March 19, 2013

Bioethicist lecture looks at personalized medicine

by Pete Rosenbery

CARBONDALE, Ill. -- As medical breakthroughs allow scientists to identify a growing number of genetic disease markers, the opportunities for personalized medicine based on a person’s individual genetic makeup are rapidly moving from science fiction to science fact.

An expert on personalized medicine will discuss the responsibilities and potential perils that these medical advances create during a lecture at Southern Illinois University Carbondale. Father Kevin T. FitzGerald will present the 2013 John & Marsha Ryan Bioethicist-in-Residence lecture at the Southern Illinois University School of Law Center for Health Law and Policy.

FitzGerald will present “The Promise and Peril of Personalized Medicine,” at 5 p.m., Wednesday, March 20, in the courtroom at the Hiram H. Lesar Law Building.  The lecture is free and the public is encouraged to attend.


Media Advisory

Reporters, photographer and camera crews are welcome to cover the lecture. To make arrangements for interviews or for more information on the lecture, contact Alicia Ruiz, the law school’s director of communications and outreach, at 618/453-8700.

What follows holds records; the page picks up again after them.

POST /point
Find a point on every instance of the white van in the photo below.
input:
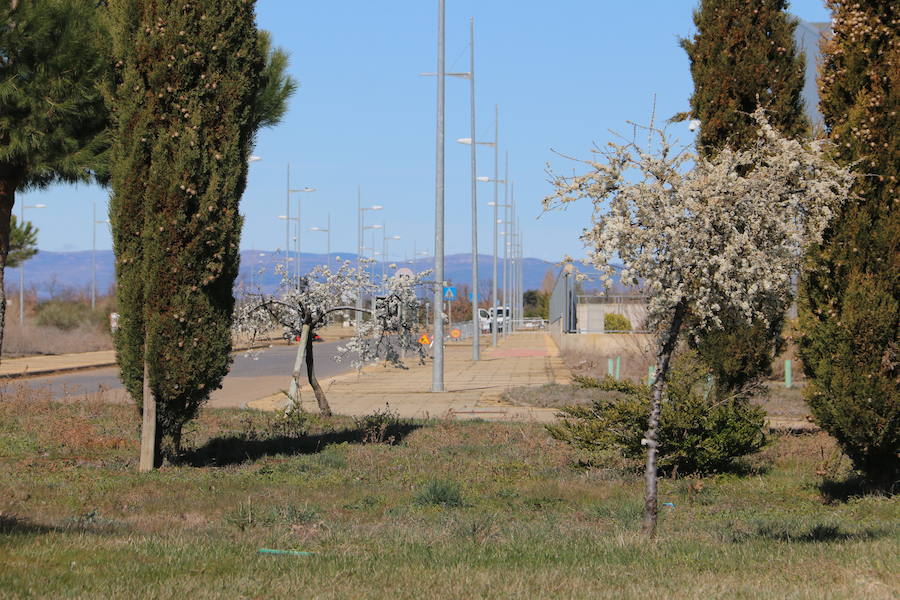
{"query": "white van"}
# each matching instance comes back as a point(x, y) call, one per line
point(485, 317)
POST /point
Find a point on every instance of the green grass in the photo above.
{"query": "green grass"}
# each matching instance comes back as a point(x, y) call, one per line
point(449, 510)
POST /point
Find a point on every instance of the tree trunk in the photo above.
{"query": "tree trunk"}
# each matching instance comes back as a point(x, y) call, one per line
point(313, 382)
point(7, 199)
point(666, 348)
point(294, 391)
point(150, 435)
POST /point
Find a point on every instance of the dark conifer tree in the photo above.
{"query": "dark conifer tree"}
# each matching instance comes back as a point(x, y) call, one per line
point(189, 75)
point(53, 122)
point(850, 294)
point(743, 56)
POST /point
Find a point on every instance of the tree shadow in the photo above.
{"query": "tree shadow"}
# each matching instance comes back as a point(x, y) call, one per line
point(817, 533)
point(11, 525)
point(236, 449)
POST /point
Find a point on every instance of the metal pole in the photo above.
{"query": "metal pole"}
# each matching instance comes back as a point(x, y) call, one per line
point(506, 242)
point(22, 272)
point(93, 255)
point(476, 325)
point(359, 225)
point(437, 376)
point(297, 242)
point(287, 223)
point(494, 266)
point(513, 240)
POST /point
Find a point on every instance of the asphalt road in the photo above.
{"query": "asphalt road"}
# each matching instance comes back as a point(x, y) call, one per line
point(249, 379)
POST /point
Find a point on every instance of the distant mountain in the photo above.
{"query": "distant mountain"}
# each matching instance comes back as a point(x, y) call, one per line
point(50, 273)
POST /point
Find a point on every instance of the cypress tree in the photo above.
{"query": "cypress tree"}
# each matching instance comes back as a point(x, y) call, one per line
point(850, 294)
point(187, 83)
point(52, 116)
point(742, 56)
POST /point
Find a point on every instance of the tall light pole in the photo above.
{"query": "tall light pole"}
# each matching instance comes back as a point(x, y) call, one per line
point(327, 232)
point(437, 374)
point(287, 261)
point(361, 226)
point(506, 307)
point(384, 252)
point(495, 204)
point(476, 337)
point(22, 265)
point(297, 219)
point(94, 222)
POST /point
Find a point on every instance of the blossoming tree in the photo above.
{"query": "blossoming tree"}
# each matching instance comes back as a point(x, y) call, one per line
point(304, 305)
point(703, 235)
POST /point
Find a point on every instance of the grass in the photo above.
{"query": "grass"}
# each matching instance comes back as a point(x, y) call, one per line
point(447, 509)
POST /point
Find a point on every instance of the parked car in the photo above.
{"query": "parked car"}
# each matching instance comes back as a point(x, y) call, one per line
point(294, 336)
point(486, 317)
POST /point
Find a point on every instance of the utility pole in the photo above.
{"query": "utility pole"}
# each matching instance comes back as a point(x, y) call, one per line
point(437, 376)
point(476, 322)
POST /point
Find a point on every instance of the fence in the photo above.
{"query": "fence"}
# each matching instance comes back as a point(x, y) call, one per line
point(571, 312)
point(562, 303)
point(591, 311)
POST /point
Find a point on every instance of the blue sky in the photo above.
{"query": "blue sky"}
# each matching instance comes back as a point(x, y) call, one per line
point(563, 74)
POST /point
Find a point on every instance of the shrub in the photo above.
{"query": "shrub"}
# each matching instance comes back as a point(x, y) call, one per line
point(67, 314)
point(376, 426)
point(440, 492)
point(616, 322)
point(697, 434)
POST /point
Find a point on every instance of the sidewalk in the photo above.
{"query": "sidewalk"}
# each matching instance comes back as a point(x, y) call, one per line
point(473, 389)
point(28, 366)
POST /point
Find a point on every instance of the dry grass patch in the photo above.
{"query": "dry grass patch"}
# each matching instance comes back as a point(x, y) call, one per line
point(77, 520)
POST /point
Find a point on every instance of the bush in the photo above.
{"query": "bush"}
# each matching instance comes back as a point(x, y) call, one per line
point(616, 322)
point(375, 427)
point(697, 434)
point(440, 493)
point(68, 315)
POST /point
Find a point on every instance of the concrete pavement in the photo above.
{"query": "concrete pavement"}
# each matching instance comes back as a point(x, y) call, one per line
point(473, 389)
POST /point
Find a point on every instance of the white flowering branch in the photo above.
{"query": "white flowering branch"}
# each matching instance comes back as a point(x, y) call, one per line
point(303, 305)
point(724, 234)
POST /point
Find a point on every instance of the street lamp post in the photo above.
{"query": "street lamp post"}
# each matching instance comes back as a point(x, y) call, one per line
point(506, 306)
point(384, 253)
point(287, 259)
point(22, 266)
point(495, 180)
point(327, 231)
point(297, 228)
point(94, 222)
point(361, 227)
point(476, 350)
point(437, 374)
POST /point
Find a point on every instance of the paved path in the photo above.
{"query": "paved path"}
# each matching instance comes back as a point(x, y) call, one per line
point(473, 389)
point(84, 375)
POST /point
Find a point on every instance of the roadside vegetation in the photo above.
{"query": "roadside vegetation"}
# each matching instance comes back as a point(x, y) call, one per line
point(441, 509)
point(59, 324)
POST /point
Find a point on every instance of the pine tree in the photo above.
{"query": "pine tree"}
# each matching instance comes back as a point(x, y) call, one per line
point(22, 242)
point(52, 116)
point(743, 56)
point(185, 97)
point(850, 305)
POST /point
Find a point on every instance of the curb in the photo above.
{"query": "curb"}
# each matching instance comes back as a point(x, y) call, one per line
point(33, 373)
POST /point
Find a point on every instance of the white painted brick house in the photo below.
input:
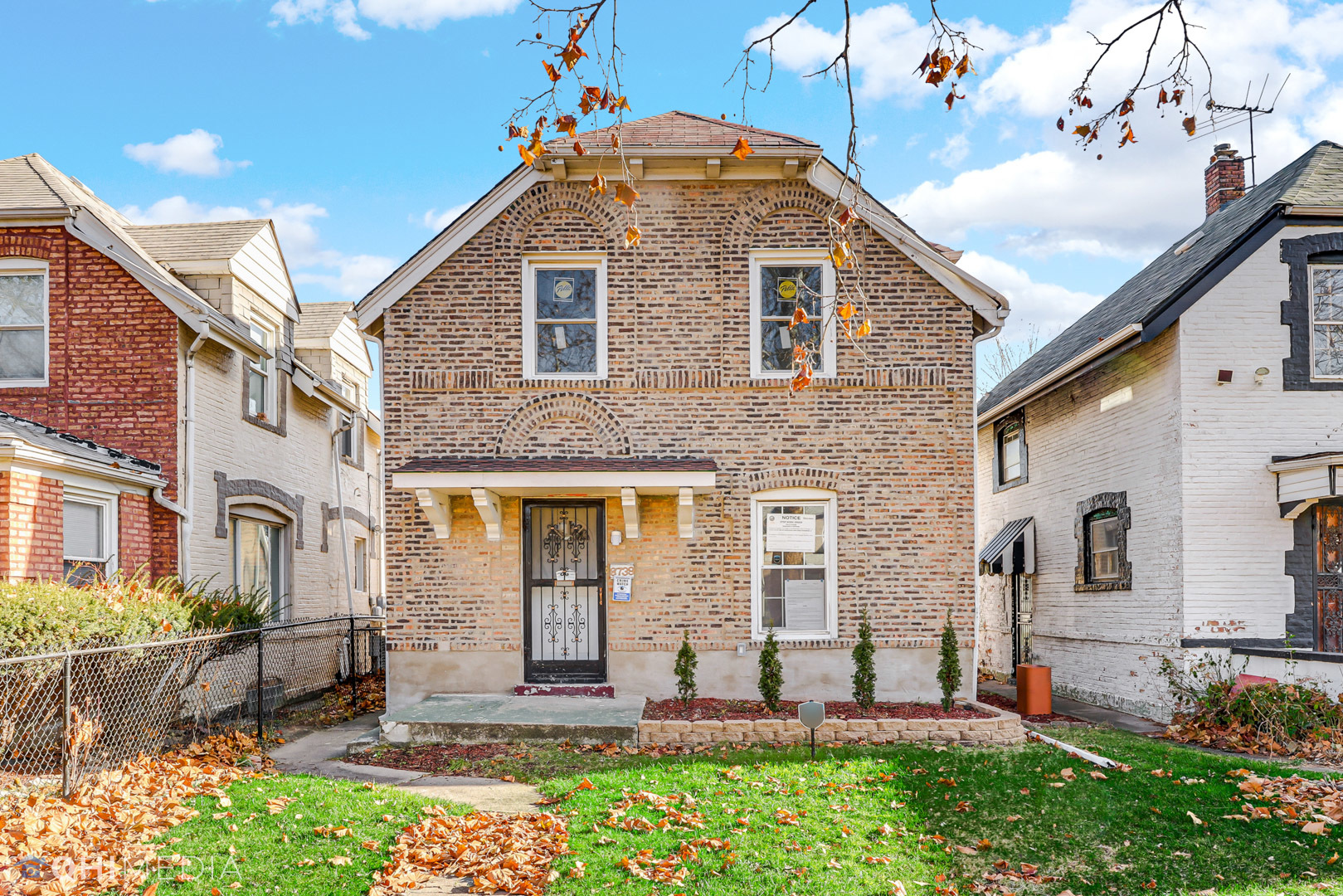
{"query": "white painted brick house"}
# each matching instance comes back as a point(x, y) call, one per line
point(1162, 479)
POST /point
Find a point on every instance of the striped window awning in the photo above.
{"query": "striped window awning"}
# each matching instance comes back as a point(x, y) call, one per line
point(1000, 557)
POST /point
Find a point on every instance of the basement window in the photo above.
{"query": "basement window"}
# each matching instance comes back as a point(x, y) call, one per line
point(23, 323)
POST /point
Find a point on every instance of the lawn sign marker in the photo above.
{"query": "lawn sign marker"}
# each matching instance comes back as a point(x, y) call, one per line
point(811, 713)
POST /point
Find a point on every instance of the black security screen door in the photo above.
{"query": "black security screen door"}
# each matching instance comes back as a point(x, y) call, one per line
point(564, 592)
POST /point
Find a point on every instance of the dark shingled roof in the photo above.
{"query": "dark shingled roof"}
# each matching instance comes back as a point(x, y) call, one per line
point(1315, 179)
point(559, 465)
point(69, 444)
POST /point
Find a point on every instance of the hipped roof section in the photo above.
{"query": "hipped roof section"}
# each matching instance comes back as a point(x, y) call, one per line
point(1311, 182)
point(680, 134)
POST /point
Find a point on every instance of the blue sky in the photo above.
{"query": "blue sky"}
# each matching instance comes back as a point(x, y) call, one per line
point(358, 124)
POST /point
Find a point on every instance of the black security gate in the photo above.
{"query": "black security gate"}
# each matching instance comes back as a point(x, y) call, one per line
point(564, 592)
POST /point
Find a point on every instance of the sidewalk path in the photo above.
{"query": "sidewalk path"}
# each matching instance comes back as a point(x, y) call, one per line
point(321, 751)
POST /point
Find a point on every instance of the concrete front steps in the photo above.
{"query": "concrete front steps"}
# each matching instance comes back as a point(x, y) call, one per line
point(477, 719)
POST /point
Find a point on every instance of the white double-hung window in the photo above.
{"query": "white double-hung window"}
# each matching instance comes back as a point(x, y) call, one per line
point(23, 323)
point(564, 316)
point(794, 587)
point(783, 281)
point(1326, 323)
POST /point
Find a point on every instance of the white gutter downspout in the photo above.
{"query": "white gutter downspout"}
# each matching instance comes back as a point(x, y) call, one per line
point(974, 421)
point(187, 479)
point(340, 509)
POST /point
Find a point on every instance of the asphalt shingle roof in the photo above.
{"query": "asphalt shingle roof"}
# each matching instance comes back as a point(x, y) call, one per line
point(56, 440)
point(320, 320)
point(195, 242)
point(683, 130)
point(1314, 179)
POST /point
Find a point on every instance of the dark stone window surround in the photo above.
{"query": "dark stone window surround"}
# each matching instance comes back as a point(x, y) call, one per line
point(331, 514)
point(255, 488)
point(1297, 310)
point(1117, 501)
point(1019, 418)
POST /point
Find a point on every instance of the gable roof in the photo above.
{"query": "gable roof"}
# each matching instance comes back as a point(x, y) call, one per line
point(683, 127)
point(32, 187)
point(73, 446)
point(683, 130)
point(197, 242)
point(320, 320)
point(1314, 180)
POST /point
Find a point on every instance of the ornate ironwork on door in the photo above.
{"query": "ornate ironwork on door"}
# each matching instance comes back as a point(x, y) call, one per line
point(1329, 575)
point(564, 611)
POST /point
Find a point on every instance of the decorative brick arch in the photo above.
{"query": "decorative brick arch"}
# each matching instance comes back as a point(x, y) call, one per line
point(574, 406)
point(796, 477)
point(549, 197)
point(759, 204)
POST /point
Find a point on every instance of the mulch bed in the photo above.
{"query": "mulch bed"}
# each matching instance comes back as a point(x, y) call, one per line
point(713, 709)
point(1039, 718)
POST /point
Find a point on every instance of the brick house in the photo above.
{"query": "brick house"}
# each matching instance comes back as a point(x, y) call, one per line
point(592, 449)
point(1161, 479)
point(180, 348)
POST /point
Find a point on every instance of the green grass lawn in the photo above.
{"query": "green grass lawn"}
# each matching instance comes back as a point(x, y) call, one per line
point(281, 853)
point(859, 820)
point(1128, 833)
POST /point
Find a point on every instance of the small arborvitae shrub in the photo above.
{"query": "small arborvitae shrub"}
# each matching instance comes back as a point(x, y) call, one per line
point(864, 668)
point(771, 672)
point(948, 665)
point(685, 664)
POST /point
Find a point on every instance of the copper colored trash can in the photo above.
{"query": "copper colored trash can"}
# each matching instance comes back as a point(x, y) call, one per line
point(1033, 691)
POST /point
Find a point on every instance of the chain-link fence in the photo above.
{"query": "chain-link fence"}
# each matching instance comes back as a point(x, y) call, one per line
point(65, 715)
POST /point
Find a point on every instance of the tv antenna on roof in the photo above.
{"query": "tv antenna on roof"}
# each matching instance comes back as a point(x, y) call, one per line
point(1245, 112)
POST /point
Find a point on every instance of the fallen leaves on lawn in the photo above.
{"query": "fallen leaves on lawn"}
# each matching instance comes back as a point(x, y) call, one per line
point(503, 853)
point(113, 816)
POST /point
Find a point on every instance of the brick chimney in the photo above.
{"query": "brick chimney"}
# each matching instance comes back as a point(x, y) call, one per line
point(1224, 179)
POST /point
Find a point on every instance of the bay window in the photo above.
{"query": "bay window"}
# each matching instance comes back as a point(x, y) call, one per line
point(793, 571)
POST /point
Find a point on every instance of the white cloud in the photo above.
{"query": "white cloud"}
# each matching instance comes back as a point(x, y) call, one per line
point(421, 15)
point(1048, 308)
point(308, 260)
point(436, 221)
point(952, 152)
point(192, 153)
point(885, 47)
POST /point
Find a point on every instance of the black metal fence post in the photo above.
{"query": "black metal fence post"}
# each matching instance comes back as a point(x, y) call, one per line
point(353, 674)
point(65, 726)
point(260, 694)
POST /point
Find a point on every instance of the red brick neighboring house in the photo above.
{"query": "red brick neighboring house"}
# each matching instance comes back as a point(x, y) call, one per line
point(69, 507)
point(592, 449)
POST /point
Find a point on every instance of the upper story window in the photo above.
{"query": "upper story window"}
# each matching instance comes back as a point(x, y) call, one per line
point(1327, 323)
point(564, 316)
point(1102, 529)
point(260, 373)
point(794, 572)
point(783, 281)
point(23, 323)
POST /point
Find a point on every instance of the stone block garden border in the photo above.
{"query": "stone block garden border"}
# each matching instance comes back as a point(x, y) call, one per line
point(1000, 728)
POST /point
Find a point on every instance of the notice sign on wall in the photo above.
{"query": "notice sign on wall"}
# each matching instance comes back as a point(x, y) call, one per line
point(622, 582)
point(790, 533)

FitzGerald, a Jesuit priest, is the Dr. David Lauler Chair of Catholic Health Care Ethics in the Center for Clinical Bioethics at Georgetown University.  He is also a research associate professor in the Department of Oncology at the Georgetown University Medical Center. 

“As a Jesuit priest, geneticist, and bioethicist, Dr. and Fr. FitzGerald brings a trifecta of expertise to the bioethical and biomedical issues inherent in personalized medicine,” said Michele Mekel, an assistant professor at the SIU School of Law.

As a speaker, FitzGerald is “engaging and entertaining and he has the rare ability to make ‘rocket science’ both comprehensible to and humanized for ‘mere mortals’,” Mekel said.

FitzGerald is regular media interview on topics including human genomic research, cloning, stem cell research and personalized medicine.  He is a founding member of “Do No Harm,” a member of the ethics committee for March of Dimes, and a member of the Stem Cell Research Commission for the state of Maryland.  His experience also includes serving as a member of the U.S. Department of Health and Human Services’ advisory committee on genetics, health and society.

He earned doctorates in bioethics and molecular biology from Georgetown University, and a master of divinity in theology from the Jesuit School of Theology.  FitzGerald also earned a bachelor’s degree in biology from Cornell University.

Law Professor W. Eugene Basanta, the Southern Illinois Healthcare Professor of Law, said FitzGerald’s background as Jesuit priest, geneticist and bioethicist provides a unique background to discuss scientific and ethical issues involved in genetics.

This is the ninth bioethicist-in-residence lecture, and the seventh since John G. and Marsha C. Ryan endowed the visiting lecture series.

Founded in 2006, The John & Marsha Ryan Bioethicist-in-Residence supports an annual residence and lecture by a law or medicine ethics scholar for the SIU schools of law and medicine. The selected presenter visits classes at both schools and organizes interdisciplinary educational activities for students, residents and faculty. The presenter also interacts with students and offers a public lecture on the scholarship as it relates to law and medicine.